Sunday, June 17, 2012

Sick Break


The ni-dan test is only 3 weeks away, and my carefully laid out training and studying routine has been derailed! Of course, it’s hard to plan for things that just come up in life, things you can’t help, things like getting sick a week after you begin serious training.
From experience, colds quickly turn nasty in my body if I try to gamansuru – to continue to push myself despite being sick. I've had bronchitis dog me since childhood, and it doesn’t take much in Japan for a simple cold to go straight to my lungs and cause me all sorts of problems. Last year, after my shodan test, I came down with bronchitis so hard, I was out of practice for almost two months.

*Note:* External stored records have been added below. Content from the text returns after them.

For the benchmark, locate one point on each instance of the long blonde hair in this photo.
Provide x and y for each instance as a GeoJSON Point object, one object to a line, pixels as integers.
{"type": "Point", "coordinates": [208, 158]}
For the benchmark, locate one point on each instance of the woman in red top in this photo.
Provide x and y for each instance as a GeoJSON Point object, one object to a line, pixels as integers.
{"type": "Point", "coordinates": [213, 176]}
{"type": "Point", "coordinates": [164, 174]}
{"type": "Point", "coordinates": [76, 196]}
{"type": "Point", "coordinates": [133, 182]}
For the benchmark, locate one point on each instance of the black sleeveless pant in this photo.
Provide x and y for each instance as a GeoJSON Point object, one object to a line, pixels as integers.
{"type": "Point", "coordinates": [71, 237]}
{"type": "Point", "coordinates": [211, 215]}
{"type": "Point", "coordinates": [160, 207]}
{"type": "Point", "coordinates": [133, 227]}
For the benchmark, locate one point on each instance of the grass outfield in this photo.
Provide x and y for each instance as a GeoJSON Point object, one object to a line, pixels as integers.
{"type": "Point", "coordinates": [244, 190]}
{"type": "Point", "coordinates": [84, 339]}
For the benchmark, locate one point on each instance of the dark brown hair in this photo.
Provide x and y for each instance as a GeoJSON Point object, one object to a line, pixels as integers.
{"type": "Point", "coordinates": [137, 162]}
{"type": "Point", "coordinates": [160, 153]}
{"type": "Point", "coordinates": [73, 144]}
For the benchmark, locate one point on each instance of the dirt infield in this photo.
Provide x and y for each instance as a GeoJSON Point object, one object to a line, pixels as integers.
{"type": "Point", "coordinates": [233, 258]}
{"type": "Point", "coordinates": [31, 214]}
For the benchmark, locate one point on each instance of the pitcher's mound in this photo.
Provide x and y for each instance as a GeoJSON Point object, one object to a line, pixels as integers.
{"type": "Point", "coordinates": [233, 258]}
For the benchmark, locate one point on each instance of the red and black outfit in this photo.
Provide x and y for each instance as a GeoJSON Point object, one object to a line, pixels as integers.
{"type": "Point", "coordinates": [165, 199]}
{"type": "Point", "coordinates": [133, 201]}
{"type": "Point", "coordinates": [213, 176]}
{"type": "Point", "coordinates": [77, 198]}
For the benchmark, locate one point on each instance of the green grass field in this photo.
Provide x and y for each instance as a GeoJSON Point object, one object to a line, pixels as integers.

With this in mind, when I got sick two weeks ago, I stopped all my training immediately, and spent most of my time in bed. It was frustrating, though, knowing I didn’t have the time to be laying around when I should be training for my test, but what can you do?
Almost immediately after my cold had finished, insomnia came back. Can't a kendo-ka catch a break? I blame the heat, like I do with most grievances in the summer. At least I didn't get worse.
So my training and studying took a two week hit! I was pretty stressed out this week, for sure, but I’m getting back into my training routine with three weeks left to go.
I’m practicing three times a week at the moment, and taking it slow when I feel sick. My nose has a habit of draining back, instead of out, which restricts how much I can breathe. In some ways, it’s a useful breathing exercise, forcing my to breathe slow and deep from my stomach, and not quick and sharp from my chest, but it also tends to make me a little over cautious.
It’s difficult finding the balance sometimes. When I go to practice, I always know that I want to be there, I want to have fun, I want to learn and I want to try, and the times when the body just isn’t feeling it, for whatever reason be it exhaustion or stress, or illness, it’s hard to determine the line between just enough and too much, especially when it’s coupled with the frustration of knowing what I can do when I’m feeling my best.
The important thing though, is to keep trying, little by little, which has been the motto of my time practicing in Japan. The people I’ve met here, the teachers all seem to espouse this. Little by little we’ll succeed together. I think this is what has made me enjoy kendo so much in Japan.